急性白血病細胞は、正常な造血幹細胞と同様に骨髄に存在し、ニッチと呼ばれる特殊な微小環境によって維持されている。これまでの研究から骨髄内に存在するCXCL12-abundant reticular(CAR)細胞がニッチの中心的構成細胞であることが近年明らかになってきた。これまでに、正常な造血幹細胞や急性白血病細胞は骨髄内でCAR細胞に接着していること、CAR細胞が分泌するCXCL12および血液細胞側の受容体CXCR4が骨髄内での正常造血幹細胞の維持、また白血病の発症および維持に必須であることが明らかとなっている。しかし、この上流あるいは下流でCXCL12-CXCR4軸に関わっている因子の全貌は明らかとなっていない。研究グループは、この分子機序を明らかとすることを突破口として、新しい治療戦略を策定することを目的に研究を行った。

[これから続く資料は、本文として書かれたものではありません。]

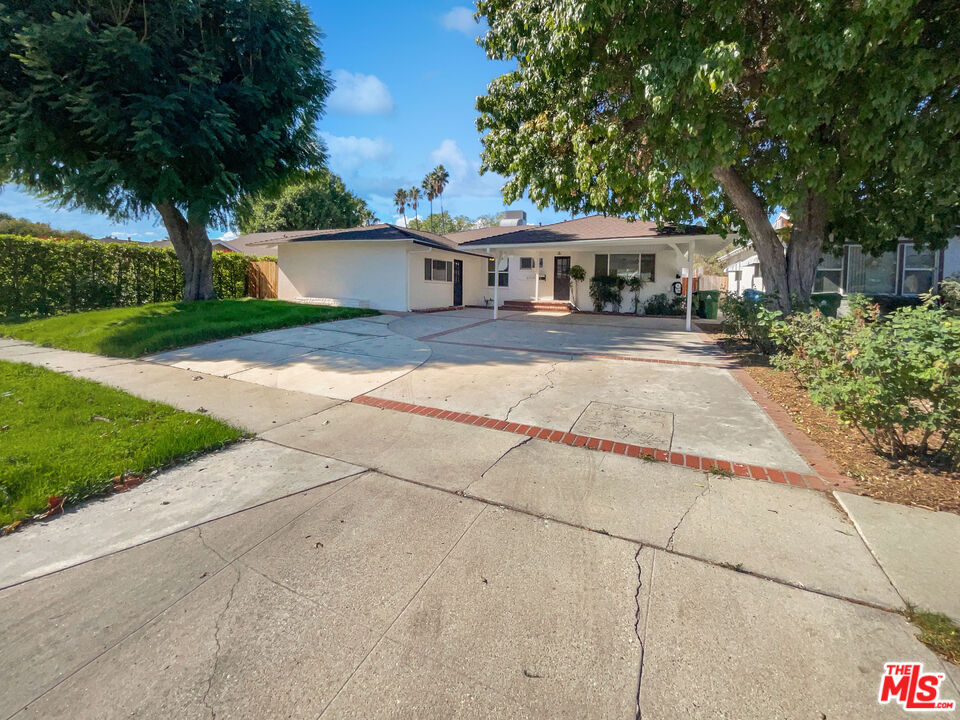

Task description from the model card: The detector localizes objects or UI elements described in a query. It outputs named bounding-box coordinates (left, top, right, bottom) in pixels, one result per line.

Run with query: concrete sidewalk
left=0, top=324, right=960, bottom=720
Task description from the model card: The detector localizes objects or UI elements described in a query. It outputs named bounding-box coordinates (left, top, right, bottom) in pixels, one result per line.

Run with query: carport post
left=493, top=253, right=500, bottom=320
left=686, top=240, right=696, bottom=331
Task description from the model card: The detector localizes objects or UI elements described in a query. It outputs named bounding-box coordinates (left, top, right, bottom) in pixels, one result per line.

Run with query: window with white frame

開発した手法で、CXCL12-CXCR4軸とクロマチンリモデリング因子cBAF複合体との関連判明
今回の研究では、T-ALL細胞が骨髄内で増殖すること、これには骨髄内に存在するCAR細胞が分泌する液性因子CXCL12とT-ALL細胞表面に発現するCXCL12の生理的受容体CXCR4が必須であることに着目した。そこで、ゲノムワイドCRIPSRスクリーニングを用いて、CXCL12-CXCR4軸に関係するT-ALL細胞因子を網羅的に同定することから着手した。ゲノムワイドCRIPSRスクリーニングは、研究グループが世界に先駆けて開発したゲノム編集技術を応用した遺伝子探索法で、これまで世界中の研究室において、がん研究を始めとする広い研究分野で用いられている。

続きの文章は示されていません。